Un nuovo studio dimostra come l’ansia possa influenzare la velocità di progressione dell’Alzheimer nei soggetti colpiti.
L’ansia cronica può essere collegata ad un aumento della velocità della progressione della malattia di Alzheimer da un livello lieve di deterioramento cognitivo. Lo dimostra un nuovo studio presentato all’incontro annuale della Radiological Society of North America (RSNA).
Il ruolo dell’ansia per quanto riguarda la progressione dell’Alzheimer non è ancora ben non compreso. E’ certo che l’ansia è stata osservata e la sua presenza è stata certificata in molti i pazienti con lieve deterioramento cognitivo, una condizione che è considerata come uno degli stadi primari, in termini temporali, dell’insorgenza dell’Alzheimer stesso.
“Sappiamo che la perdita di volume in alcune aree del cervello è un fattore che predice la progressione verso la malattia di Alzheimer”. Lo spiega Maria Vittoria Spampinato, una professoressa di radiologia dell’Università Medica della Carolina del Sud (MUSC) a Charleston. “In questo studio, volevamo vedere se l’ansia avesse un effetto sulla struttura cerebrale, o se l’effetto dell’ansia fosse indipendente dalla struttura cerebrale nel favorire la progressione della malattia”.
Lo studio
I ricercatori hanno analizzato i dati di 339 pazienti con un’età media di 72 anni. Di questi pazienti, 72 hanno poi acquisito la malattia di Alzheimer. I dati riguardavano anche quelli ottenuti tramite risonanze magnetiche cerebrali grazie ai quali i ricercatori conoscevano i volumi dell’ippocampo e della corteccia entorinale.
Si tratta di due aree del cervello che hanno un ruolo fondamentale per la strutturazione dei ricordi. Inoltre, tra i dati, c’erano anche quelli relativi alla presenza dell’allele ApoE4. Questo è considerato un fattore di rischio genetico per l’Alzheimer. Infine c’erano anche dati riguardanti gli stati di ansia misurata tramite indagini cliniche.
I risultati
Come era prevedibile, quei pazienti che poi hanno acquisito la malattia di Alzheimer erano quelli che avevano volumi inferiori dell’ippocampo e della corteccia entorinale e maggiori livelli dell’allele ApoE4. Tuttavia gli stessi i ricercatori scoprivano anche che coloro che si erano poi ammalati di Alzheimer erano maggiormente caratterizzati dai sintomi dell’ansia.

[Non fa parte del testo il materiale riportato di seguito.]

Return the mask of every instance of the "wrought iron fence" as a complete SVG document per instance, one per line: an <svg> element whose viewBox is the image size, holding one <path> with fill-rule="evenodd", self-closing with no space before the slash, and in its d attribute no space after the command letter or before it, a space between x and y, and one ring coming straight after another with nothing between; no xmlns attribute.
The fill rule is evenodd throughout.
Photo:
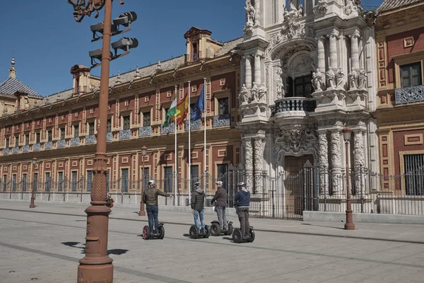
<svg viewBox="0 0 424 283"><path fill-rule="evenodd" d="M346 207L346 180L348 180L352 209L355 213L424 215L424 168L406 174L388 175L373 173L360 166L351 169L348 179L343 168L328 168L307 163L297 173L281 172L273 176L264 173L252 173L242 167L229 166L226 172L216 178L204 173L192 180L175 173L155 180L157 187L172 193L172 197L160 197L160 205L187 206L194 183L200 182L206 192L205 205L216 191L216 183L222 181L227 191L230 207L235 205L237 184L245 182L251 192L251 215L258 217L302 219L304 211L343 212ZM147 187L148 175L140 180L120 178L107 180L107 190L112 194L139 195ZM78 179L64 178L59 181L43 182L1 180L0 190L12 193L30 192L83 195L91 190L92 176ZM121 197L121 202L124 197Z"/></svg>

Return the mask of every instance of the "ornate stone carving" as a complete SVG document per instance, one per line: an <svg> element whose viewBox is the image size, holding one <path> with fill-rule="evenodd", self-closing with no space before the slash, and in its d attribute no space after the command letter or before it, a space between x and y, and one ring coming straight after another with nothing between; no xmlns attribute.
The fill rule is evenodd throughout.
<svg viewBox="0 0 424 283"><path fill-rule="evenodd" d="M365 89L367 80L367 74L365 69L362 67L359 71L359 74L358 75L358 89Z"/></svg>
<svg viewBox="0 0 424 283"><path fill-rule="evenodd" d="M354 91L358 88L358 74L356 71L353 68L352 68L352 71L348 75L348 79L349 80L349 90Z"/></svg>
<svg viewBox="0 0 424 283"><path fill-rule="evenodd" d="M242 146L245 150L245 168L247 171L253 170L253 149L252 140L249 138L242 139Z"/></svg>
<svg viewBox="0 0 424 283"><path fill-rule="evenodd" d="M336 88L336 74L330 67L329 69L325 73L325 77L326 79L326 87L327 88L334 89Z"/></svg>
<svg viewBox="0 0 424 283"><path fill-rule="evenodd" d="M247 104L249 103L249 92L246 85L243 83L240 93L239 93L239 105Z"/></svg>
<svg viewBox="0 0 424 283"><path fill-rule="evenodd" d="M281 69L281 67L278 66L276 69L276 88L277 99L281 99L284 97L283 94L283 88L284 85L283 84L283 78L281 77L282 75L283 69Z"/></svg>
<svg viewBox="0 0 424 283"><path fill-rule="evenodd" d="M318 0L318 5L314 9L314 13L325 14L328 11L326 0Z"/></svg>
<svg viewBox="0 0 424 283"><path fill-rule="evenodd" d="M394 90L396 104L424 101L424 86L414 86Z"/></svg>
<svg viewBox="0 0 424 283"><path fill-rule="evenodd" d="M341 70L341 68L338 68L338 71L337 71L337 73L336 73L336 77L337 81L337 88L345 89L346 81L344 79L344 73Z"/></svg>

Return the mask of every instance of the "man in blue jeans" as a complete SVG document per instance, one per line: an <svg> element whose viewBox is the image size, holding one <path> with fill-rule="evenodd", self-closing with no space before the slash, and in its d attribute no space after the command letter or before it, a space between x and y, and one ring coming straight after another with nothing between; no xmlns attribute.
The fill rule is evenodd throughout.
<svg viewBox="0 0 424 283"><path fill-rule="evenodd" d="M194 216L194 225L199 229L199 221L197 220L200 215L200 224L201 225L201 233L205 233L205 221L204 221L204 205L205 202L205 193L200 187L200 183L194 183L196 190L192 194L192 213Z"/></svg>
<svg viewBox="0 0 424 283"><path fill-rule="evenodd" d="M148 228L151 233L158 233L159 232L158 196L160 195L164 197L172 197L172 194L167 194L158 190L156 188L156 182L154 180L148 181L147 187L147 189L144 190L144 193L143 194L143 202L146 204L146 211L148 217ZM154 229L153 220L155 222Z"/></svg>

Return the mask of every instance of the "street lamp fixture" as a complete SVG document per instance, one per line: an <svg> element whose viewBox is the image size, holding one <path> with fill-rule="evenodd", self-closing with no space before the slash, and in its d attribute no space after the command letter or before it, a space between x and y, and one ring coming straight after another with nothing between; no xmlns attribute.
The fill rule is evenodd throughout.
<svg viewBox="0 0 424 283"><path fill-rule="evenodd" d="M34 175L34 168L35 166L35 164L37 164L37 157L34 157L31 161L31 163L33 164L33 175ZM35 205L34 204L34 189L35 187L35 180L33 180L33 191L31 192L31 203L30 204L30 208L35 208ZM38 184L37 184L38 185Z"/></svg>
<svg viewBox="0 0 424 283"><path fill-rule="evenodd" d="M146 183L146 174L144 173L144 156L147 154L147 147L146 146L143 146L141 148L141 158L143 163L143 177L141 179L141 182L143 183L141 185L141 200L140 200L140 211L139 212L139 215L141 216L146 216L146 212L144 211L144 202L143 202L143 195L144 194L144 184Z"/></svg>
<svg viewBox="0 0 424 283"><path fill-rule="evenodd" d="M349 188L349 142L351 141L351 129L347 127L343 129L343 138L345 142L346 156L346 222L345 224L345 230L355 230L351 190Z"/></svg>

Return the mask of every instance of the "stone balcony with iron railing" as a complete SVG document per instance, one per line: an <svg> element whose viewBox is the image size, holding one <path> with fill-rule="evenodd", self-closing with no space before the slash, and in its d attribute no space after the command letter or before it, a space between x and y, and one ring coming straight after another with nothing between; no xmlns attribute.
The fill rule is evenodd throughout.
<svg viewBox="0 0 424 283"><path fill-rule="evenodd" d="M150 137L152 135L152 126L140 127L139 128L139 137Z"/></svg>
<svg viewBox="0 0 424 283"><path fill-rule="evenodd" d="M228 127L231 124L231 115L221 114L213 116L213 127Z"/></svg>
<svg viewBox="0 0 424 283"><path fill-rule="evenodd" d="M424 86L408 86L394 90L395 104L406 104L424 101Z"/></svg>
<svg viewBox="0 0 424 283"><path fill-rule="evenodd" d="M272 115L276 117L290 116L306 116L317 108L314 98L304 97L285 98L276 100Z"/></svg>

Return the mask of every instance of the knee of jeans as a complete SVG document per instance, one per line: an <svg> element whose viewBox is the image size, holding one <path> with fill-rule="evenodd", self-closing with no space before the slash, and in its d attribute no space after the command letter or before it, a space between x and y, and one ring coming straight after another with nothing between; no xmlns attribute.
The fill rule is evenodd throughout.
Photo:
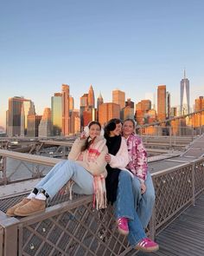
<svg viewBox="0 0 204 256"><path fill-rule="evenodd" d="M155 194L149 193L147 191L147 193L146 193L146 198L148 199L149 202L150 202L150 201L154 202L156 196L155 196Z"/></svg>
<svg viewBox="0 0 204 256"><path fill-rule="evenodd" d="M119 179L131 179L131 175L126 171L122 171L119 174Z"/></svg>

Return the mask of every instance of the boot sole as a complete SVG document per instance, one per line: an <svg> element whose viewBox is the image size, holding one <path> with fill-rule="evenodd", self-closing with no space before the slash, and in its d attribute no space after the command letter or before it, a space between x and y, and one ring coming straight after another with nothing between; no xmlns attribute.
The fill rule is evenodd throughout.
<svg viewBox="0 0 204 256"><path fill-rule="evenodd" d="M39 211L36 211L36 212L32 212L30 213L15 213L15 215L16 216L20 216L20 217L26 217L26 216L30 216L30 215L33 215L33 214L35 214L35 213L41 213L41 212L44 212L45 211L45 208L44 209L41 209L41 210L39 210Z"/></svg>
<svg viewBox="0 0 204 256"><path fill-rule="evenodd" d="M136 246L137 250L139 250L141 252L143 253L153 253L153 252L156 252L159 249L159 246L155 246L155 247L150 247L150 248L144 248L142 246Z"/></svg>
<svg viewBox="0 0 204 256"><path fill-rule="evenodd" d="M119 229L119 228L118 228L118 233L120 234L123 234L123 235L128 235L129 234L129 232L124 231L124 230Z"/></svg>

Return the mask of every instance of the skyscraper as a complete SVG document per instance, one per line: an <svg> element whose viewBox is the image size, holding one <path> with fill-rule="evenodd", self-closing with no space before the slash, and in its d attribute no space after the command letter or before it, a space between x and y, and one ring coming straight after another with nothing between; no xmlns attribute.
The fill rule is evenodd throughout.
<svg viewBox="0 0 204 256"><path fill-rule="evenodd" d="M103 103L104 103L104 99L103 99L101 93L100 93L98 99L97 99L97 110L98 111L99 111L99 105L101 105Z"/></svg>
<svg viewBox="0 0 204 256"><path fill-rule="evenodd" d="M55 93L51 98L52 134L59 136L62 128L62 94Z"/></svg>
<svg viewBox="0 0 204 256"><path fill-rule="evenodd" d="M105 125L112 118L120 118L120 107L118 104L108 102L99 106L99 121Z"/></svg>
<svg viewBox="0 0 204 256"><path fill-rule="evenodd" d="M88 91L88 108L95 108L95 96L92 84L90 85L90 89Z"/></svg>
<svg viewBox="0 0 204 256"><path fill-rule="evenodd" d="M13 97L9 99L9 111L7 133L9 136L19 136L26 134L27 115L29 113L30 100L23 97ZM23 104L23 106L22 106Z"/></svg>
<svg viewBox="0 0 204 256"><path fill-rule="evenodd" d="M170 116L170 93L167 92L166 94L166 117L169 118Z"/></svg>
<svg viewBox="0 0 204 256"><path fill-rule="evenodd" d="M62 128L61 133L64 136L69 135L69 86L62 84Z"/></svg>
<svg viewBox="0 0 204 256"><path fill-rule="evenodd" d="M120 106L120 110L125 107L125 93L115 89L112 91L112 102Z"/></svg>
<svg viewBox="0 0 204 256"><path fill-rule="evenodd" d="M166 119L166 85L157 87L157 119Z"/></svg>
<svg viewBox="0 0 204 256"><path fill-rule="evenodd" d="M190 113L190 95L189 95L189 80L186 78L186 70L184 69L184 78L181 81L181 115Z"/></svg>
<svg viewBox="0 0 204 256"><path fill-rule="evenodd" d="M34 106L30 105L29 111L28 114L27 135L29 137L35 137L36 135L36 115Z"/></svg>
<svg viewBox="0 0 204 256"><path fill-rule="evenodd" d="M39 137L51 136L51 109L45 108L39 125Z"/></svg>
<svg viewBox="0 0 204 256"><path fill-rule="evenodd" d="M88 94L84 94L80 97L80 127L81 130L84 127L84 117L83 113L88 109Z"/></svg>
<svg viewBox="0 0 204 256"><path fill-rule="evenodd" d="M199 111L204 109L204 98L203 96L199 96L194 100L194 110Z"/></svg>

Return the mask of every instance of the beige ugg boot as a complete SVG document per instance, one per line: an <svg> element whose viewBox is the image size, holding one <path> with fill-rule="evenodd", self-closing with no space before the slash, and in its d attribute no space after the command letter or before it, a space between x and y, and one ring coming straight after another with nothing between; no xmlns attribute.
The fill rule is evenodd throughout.
<svg viewBox="0 0 204 256"><path fill-rule="evenodd" d="M29 202L14 211L17 216L29 216L45 210L46 201L32 198Z"/></svg>
<svg viewBox="0 0 204 256"><path fill-rule="evenodd" d="M30 199L28 198L23 198L19 203L16 204L15 206L13 206L12 207L9 208L6 212L6 215L7 216L15 216L14 211L20 207L24 206L25 204L27 204L29 201L30 200Z"/></svg>

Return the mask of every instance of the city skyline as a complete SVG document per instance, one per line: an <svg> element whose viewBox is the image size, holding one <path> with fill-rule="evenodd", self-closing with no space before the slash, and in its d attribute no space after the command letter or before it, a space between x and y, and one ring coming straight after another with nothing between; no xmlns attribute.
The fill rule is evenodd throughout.
<svg viewBox="0 0 204 256"><path fill-rule="evenodd" d="M192 108L204 91L203 10L201 0L2 3L0 126L10 97L42 115L62 83L77 108L90 84L105 102L118 89L135 103L165 84L178 106L184 68Z"/></svg>

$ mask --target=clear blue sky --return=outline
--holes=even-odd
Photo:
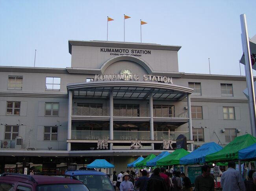
[[[0,0],[0,65],[71,66],[69,40],[123,41],[182,46],[179,70],[240,75],[240,15],[256,35],[255,0]],[[242,75],[244,68],[241,65]]]

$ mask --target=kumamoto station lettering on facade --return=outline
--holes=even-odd
[[[147,50],[129,50],[119,48],[101,48],[101,52],[110,53],[110,55],[113,56],[126,55],[141,56],[141,54],[150,55],[151,51]]]

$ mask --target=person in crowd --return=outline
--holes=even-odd
[[[214,180],[210,176],[210,166],[202,166],[202,174],[197,176],[195,180],[195,191],[214,191]]]
[[[256,172],[254,170],[250,170],[248,172],[248,180],[245,181],[245,190],[246,191],[253,191],[256,190],[256,186],[253,184],[252,174]]]
[[[129,181],[130,175],[127,173],[122,175],[123,181],[121,182],[120,186],[120,191],[134,191],[134,187],[131,182]]]
[[[117,171],[114,171],[113,172],[113,186],[114,186],[114,188],[115,188],[115,190],[116,188],[117,182]]]
[[[170,179],[169,176],[166,174],[165,168],[162,167],[160,169],[161,173],[160,173],[160,176],[163,178],[163,180],[165,181],[165,183],[167,186],[167,188],[168,190],[170,190],[171,189],[171,183],[170,182]]]
[[[139,178],[138,180],[135,182],[135,186],[137,188],[139,189],[139,191],[146,191],[147,186],[148,184],[148,181],[149,178],[148,176],[148,172],[146,170],[142,171],[142,176]]]
[[[236,164],[233,162],[228,163],[228,169],[221,178],[221,185],[225,191],[245,191],[245,182],[240,172],[236,170]]]
[[[173,182],[172,191],[180,191],[182,188],[181,179],[179,176],[179,175],[180,174],[180,172],[177,172],[175,171],[173,172],[173,176],[172,178],[172,182]]]
[[[186,176],[184,173],[181,173],[181,177],[182,177],[185,187],[183,187],[183,191],[192,191],[193,190],[192,184],[189,178]]]
[[[252,174],[252,181],[254,185],[256,185],[256,172],[254,172]]]
[[[156,168],[149,178],[147,186],[147,191],[168,191],[165,180],[160,176],[160,168]]]
[[[124,172],[122,171],[121,171],[117,176],[117,182],[116,186],[119,190],[120,189],[120,184],[122,182],[122,174]]]

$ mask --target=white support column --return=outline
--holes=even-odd
[[[150,116],[150,140],[154,140],[154,115],[153,113],[153,95],[150,92],[149,94],[149,115]],[[154,150],[154,143],[151,143],[152,149]]]
[[[72,122],[71,115],[72,115],[72,96],[73,92],[71,90],[69,91],[69,110],[68,112],[68,135],[67,139],[71,139],[71,127]],[[71,149],[71,143],[67,143],[67,150],[70,151]]]
[[[189,140],[193,140],[193,135],[192,134],[192,117],[191,116],[191,103],[190,102],[190,94],[187,95],[187,114],[188,115],[188,130],[189,134]],[[190,151],[193,150],[193,144],[191,143],[189,145]]]
[[[113,128],[113,115],[114,113],[114,104],[113,101],[113,91],[110,91],[109,94],[109,140],[113,140],[114,138],[114,131]],[[109,150],[112,150],[113,146],[113,143],[109,144]]]

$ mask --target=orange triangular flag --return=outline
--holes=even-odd
[[[110,17],[108,17],[108,21],[111,21],[114,20],[114,19],[112,19]]]
[[[124,15],[124,19],[127,19],[127,18],[130,18],[130,16],[128,16],[127,15]]]
[[[147,24],[147,23],[146,23],[146,22],[144,22],[144,21],[142,21],[141,20],[141,25],[145,25],[145,24]]]

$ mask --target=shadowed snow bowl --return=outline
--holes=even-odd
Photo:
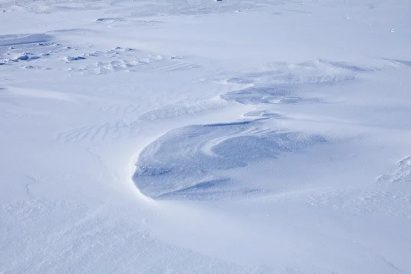
[[[133,180],[153,199],[214,199],[269,191],[237,185],[223,171],[326,142],[319,135],[266,129],[264,121],[192,125],[172,130],[140,155]]]

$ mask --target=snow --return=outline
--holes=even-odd
[[[0,11],[0,273],[411,272],[408,1]]]

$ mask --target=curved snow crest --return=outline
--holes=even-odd
[[[156,199],[210,200],[266,192],[224,171],[326,142],[319,135],[273,130],[264,121],[190,125],[169,132],[140,153],[133,180]]]

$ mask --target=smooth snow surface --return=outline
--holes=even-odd
[[[0,2],[0,273],[411,273],[409,0]]]

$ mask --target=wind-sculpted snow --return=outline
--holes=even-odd
[[[266,128],[263,121],[192,125],[168,132],[141,153],[133,176],[155,199],[212,199],[269,191],[236,185],[220,171],[277,159],[326,142],[324,137]]]
[[[144,195],[154,199],[213,199],[269,192],[271,189],[242,184],[222,171],[249,163],[280,158],[282,154],[324,143],[321,134],[282,130],[273,121],[286,119],[271,110],[273,105],[321,104],[319,98],[300,90],[356,79],[365,70],[323,60],[301,64],[273,63],[266,71],[244,73],[220,82],[245,88],[221,95],[227,103],[258,108],[240,121],[194,125],[172,130],[140,153],[133,176]],[[206,104],[206,105],[207,104]],[[204,104],[199,105],[199,110]],[[140,119],[173,118],[198,111],[195,102],[177,103],[151,111]],[[223,175],[222,173],[224,173]]]

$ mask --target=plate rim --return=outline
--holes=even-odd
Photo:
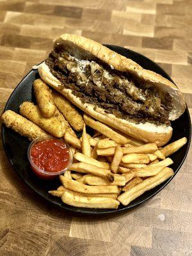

“I pazienti con deficit cognitivo lieve con sintomi di ansia hanno sviluppato il morbo di Alzheimer più velocemente degli individui senza ansia, indipendentemente dal fatto che avessero un fattore di rischio genetico per il morbo di Alzheimer o la perdita di volume del cervello”. Lo afferma Jenny L. Ulber, una studentessa di medicina alla MUSC nonché prima autrice dello studio.
Screening in funzione dell’ansia
Ancora non si può stabilire, però, come spiega la stessa Spampinato, se l’ansia possa essere considerata un sintomo dell’Alzheimer oppure se al contrario l’ansia contribuisce al declino cognitivo che poi facilita l’insorgenza dell’Alzheimer stesso.
Se ulteriori studi in futuro dovessero dimostrare definitivamente che l’ansia contribuisce all’Alzheimer, gli screening che oggi si effettuano per determinare i livelli cognitivi, e quindi i rischi di Alzheimer nei pazienti più anziani, dovranno per forza di cose adeguarsi e considerare anche i disturbi d’ansia.
Ad oggi, invece, i soggetti più anziani vengono di solito sottoposti più regolarmente agli screening per la depressione ma studi come questo mostrano che dovrebbero essere valutati anche i disturbi tipici dell’ansia. Trattare quest’ultima, potrebbe voler dire rallentare anche il declino cognitivo e quindi l’insorgenza dell’Alzheimer.